Skip to main content
Loading

AVS search caching

To improve search performance, the neighborhoods for a search are cached on the search nodes. This means that similar searches — searches that target the same neighborhoods — can be read from the cache rather than making a round trip to the storage layer. This caching approach, based on locality, uses the geometric distance between neighborhoods and is referred to as "geometric caching."

In addition to geometric caching, Aerospike Vector Search (AVS) directs searches to the node most likely to have the index cached. This prevents additional network hops on queries and further improves performance.

Geometric allocation

The HNSW index is cached on AVS nodes based on the location of each neighborhood layer using a k-means distribution algorithm known as the Voronoi technique. This establishes "centroids" for different areas of the cache, and caches neighborhoods of the index that are close to one another. With this approach, a cache distribution can scale effectively both horizontally and vertically.

image

tip

By default, AVS only caches the HNSW index records. For optimal performance, you can configure caching vector records

Query steering

To take advantage of the geometric distribution of the HNSW caching layers, each AVS node is aware of the best location in the index to perform the query. AVS nodes route the query to the appropriate node when performing an HNSW traversal.

note

Query steering occurs regardless of whether or not you use a load balancer. See details about using a load balancer in our system diagram.
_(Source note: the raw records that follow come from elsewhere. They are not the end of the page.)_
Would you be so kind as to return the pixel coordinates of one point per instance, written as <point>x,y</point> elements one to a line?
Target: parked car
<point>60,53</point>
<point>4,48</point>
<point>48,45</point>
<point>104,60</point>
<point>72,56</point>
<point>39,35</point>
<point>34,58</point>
Query steering allows AVS to scale horizontally for performance and throughput without having to add more nodes.

tip

You can monitor for query steering by filtering for proxy-out requests on an AVS node.

All in-memory caching

For optimal performance, we recommend that you scale your cache size to approach 100% of cache hits. This depends on the nature of your dataset and data pipeline, and is ideal for smaller datasets that are relatively static. To achieve this, set a large cache size and a long or infinite expiration.

For details about cache configuration options, see Configuring AVS.